Ben Olson, musician and Oakridge Resident, with his standup bass Ben Olson photo

By virtue of this article, the term used to describe the mishearing of the spoken or sung words is called a mondegreen. Many popular songs have lyrics that are determined by the listener to be something other than what the singer was trying to say. Shocking as it was at the time, when Jimi Hendrix sang “scuse me while I kiss this guy”, it really made more sense than the actual lyric, “kiss the sky.” 

 

John Fogarty of Creedence Clearwater Revival was well aware that in his song “Bad Moon Rising”, people heard him sing, “there’s a bathroom on the right.” In many of his post-CCR concerts he sang those misheard lyrics and pointed toward the location of the restrooms.

 

Tony Danza was years away from being a well known actor when Elton John released his song “Tiny Dancer.” Sometime in the 80’s, though, people started hearing Elton sing “hold me closer Tony Danza” as the chorus of the song rolled around.

 

Johnny Nash was clearly singing, “I can see clearly now, the rain is gone,” but many people heard, “I can see clearly now, Lorraine is gone.”

 

Dobie Gray did the original “Drift Away” and it was covered years later by Uncle Kracker.
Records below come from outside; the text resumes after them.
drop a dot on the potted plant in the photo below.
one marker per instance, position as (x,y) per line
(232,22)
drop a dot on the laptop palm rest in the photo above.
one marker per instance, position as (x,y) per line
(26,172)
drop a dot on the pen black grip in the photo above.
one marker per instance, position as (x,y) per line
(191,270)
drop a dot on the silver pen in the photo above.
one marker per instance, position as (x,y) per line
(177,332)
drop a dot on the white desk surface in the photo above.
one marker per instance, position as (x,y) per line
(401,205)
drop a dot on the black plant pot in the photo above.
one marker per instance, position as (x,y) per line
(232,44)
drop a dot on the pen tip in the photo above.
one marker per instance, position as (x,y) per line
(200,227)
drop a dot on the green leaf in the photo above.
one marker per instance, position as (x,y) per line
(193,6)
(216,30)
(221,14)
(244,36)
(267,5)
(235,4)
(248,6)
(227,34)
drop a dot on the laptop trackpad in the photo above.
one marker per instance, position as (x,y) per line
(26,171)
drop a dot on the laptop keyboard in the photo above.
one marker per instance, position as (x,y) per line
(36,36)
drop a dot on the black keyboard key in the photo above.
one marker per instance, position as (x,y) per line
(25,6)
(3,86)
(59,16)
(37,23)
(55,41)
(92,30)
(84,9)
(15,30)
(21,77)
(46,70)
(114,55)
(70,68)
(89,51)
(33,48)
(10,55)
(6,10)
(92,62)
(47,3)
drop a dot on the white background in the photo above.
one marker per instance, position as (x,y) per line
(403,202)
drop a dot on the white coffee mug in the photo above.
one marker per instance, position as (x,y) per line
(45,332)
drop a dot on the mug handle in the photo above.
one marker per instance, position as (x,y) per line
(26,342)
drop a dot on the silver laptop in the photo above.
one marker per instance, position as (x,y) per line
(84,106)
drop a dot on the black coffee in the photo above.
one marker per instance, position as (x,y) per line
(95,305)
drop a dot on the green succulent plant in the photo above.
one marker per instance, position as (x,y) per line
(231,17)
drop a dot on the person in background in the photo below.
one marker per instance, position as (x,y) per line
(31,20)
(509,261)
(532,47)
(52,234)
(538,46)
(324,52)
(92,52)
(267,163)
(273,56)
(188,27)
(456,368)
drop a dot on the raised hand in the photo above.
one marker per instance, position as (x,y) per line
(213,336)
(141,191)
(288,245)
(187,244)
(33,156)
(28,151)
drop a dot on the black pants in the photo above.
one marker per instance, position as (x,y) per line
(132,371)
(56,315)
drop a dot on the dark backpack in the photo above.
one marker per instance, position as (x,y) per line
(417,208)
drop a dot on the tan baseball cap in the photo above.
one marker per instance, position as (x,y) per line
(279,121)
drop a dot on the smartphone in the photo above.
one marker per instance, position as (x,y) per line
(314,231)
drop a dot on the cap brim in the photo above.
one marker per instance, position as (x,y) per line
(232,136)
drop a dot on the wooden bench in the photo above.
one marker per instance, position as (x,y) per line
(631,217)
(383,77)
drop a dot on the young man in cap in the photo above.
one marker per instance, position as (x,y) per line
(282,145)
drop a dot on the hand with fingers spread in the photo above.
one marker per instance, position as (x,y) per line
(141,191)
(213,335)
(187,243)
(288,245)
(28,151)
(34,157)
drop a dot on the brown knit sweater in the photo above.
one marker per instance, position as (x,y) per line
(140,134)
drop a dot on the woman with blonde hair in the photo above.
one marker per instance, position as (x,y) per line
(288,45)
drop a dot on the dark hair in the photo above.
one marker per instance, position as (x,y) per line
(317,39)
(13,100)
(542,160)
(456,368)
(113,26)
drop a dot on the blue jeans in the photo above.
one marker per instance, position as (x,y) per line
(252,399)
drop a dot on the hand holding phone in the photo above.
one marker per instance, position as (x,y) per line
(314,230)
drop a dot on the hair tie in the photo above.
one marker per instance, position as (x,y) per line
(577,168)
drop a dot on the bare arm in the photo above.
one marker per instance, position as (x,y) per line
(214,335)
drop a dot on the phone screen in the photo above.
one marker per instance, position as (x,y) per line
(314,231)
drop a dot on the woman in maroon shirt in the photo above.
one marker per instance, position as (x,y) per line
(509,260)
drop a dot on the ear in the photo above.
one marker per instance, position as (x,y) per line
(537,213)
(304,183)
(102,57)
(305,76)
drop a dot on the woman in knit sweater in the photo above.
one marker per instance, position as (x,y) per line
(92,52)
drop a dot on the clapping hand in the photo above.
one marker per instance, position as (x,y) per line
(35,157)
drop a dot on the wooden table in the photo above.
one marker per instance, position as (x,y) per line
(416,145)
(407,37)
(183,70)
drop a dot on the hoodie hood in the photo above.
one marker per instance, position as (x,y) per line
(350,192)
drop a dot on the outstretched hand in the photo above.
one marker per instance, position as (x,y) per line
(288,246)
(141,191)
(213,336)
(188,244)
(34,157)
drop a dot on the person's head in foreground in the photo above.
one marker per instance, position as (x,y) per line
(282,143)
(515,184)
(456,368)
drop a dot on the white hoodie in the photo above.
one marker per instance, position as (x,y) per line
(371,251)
Many of their fans heard lead singer Matthew Shafer croon “give me the Beach Boys and free me soul, I wanna get lost in your rock and roll and drift away.”

 

In the Eagle classic, Desperado, the song’s protagonist had been “out riding fences, for so long now”, yet many people heard that he was “outright offensive, for so long now.”

 

Only after they got older did Kiss fans seem to think they needed some occasional rest when they sang “I want to rock and roll all night and part of every day.”

 

Bon Jovi in their rocker “Living on a Prayer” sang “it doesn’t make a difference if we make it or not,” but a lot of fans heard them sing, “it doesn’t make a difference if we’re naked or not.”

 

And please remember, “the ants are my friends, they’re blowing in the wind.”